Allen allenpmd at gmail.com
Sat Feb 20 11:35:52 EST 2016


The DOJ wrote a pretty good motion to compel:

http://www.nytimes.com/interactive/2016/02/19/business/document-motion-to-compel-apple-compliance.html

As pointed out by Ars Technica, in other cases, the All Writs Act has been
used to force parties to provide access to facilities they controlled, for
example, the phone company has been ordered to provide access to the
switches it owns and controls:

http://arstechnica.com/tech-policy/2016/02/how-apple-will-fight-the-doj-in-iphone-backdoor-crypto-case/

The difference in this case is that Apple does not own or control the
subject iPhone.  As pointed out by the DOJ though, Apple does own the
software running on the phone (it is copyright Apple and licensed, not
sold) and controls the software the phone runs by requiring Apple's
cryptographic signature on any software loaded onto the phone.

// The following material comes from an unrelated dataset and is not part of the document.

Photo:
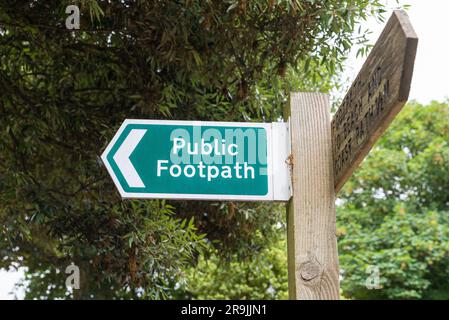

So it seems to me there is a good chance the DOJ will win on this motion,
and in fact, the All Writs Act might in the future be used to force Apple,
Microsoft or any other software to root or plant spyware on a user's device
if the manufacturer retains that capability, whether it is through a
software update system or otherwise.  The only thing that would stop this
is an act of Congress forbidding the use of the All Writs Act to force the
installation of a backdoor.  That seem unlikely, so it looks like the DOJ
is about to get through the All Writs Act an ability to was not able to get
through Congressional action.

It seems to me the only way to get around this is for software manufacturer
to give up any ability to control what software the device runs, including
auto-update, or alternatively, to place control under a process that is not
susceptible to government-ordered spyware.  For example, the open source
model can be resistant, depending on how it is implemented.  Or it might be
possible to require updates to be signed by an organization that resides
entirely within a legal jurisdiction that does not allow secret
government-ordered spyware, but of course, that organization would also
need to have some way of auditing the contents of the update.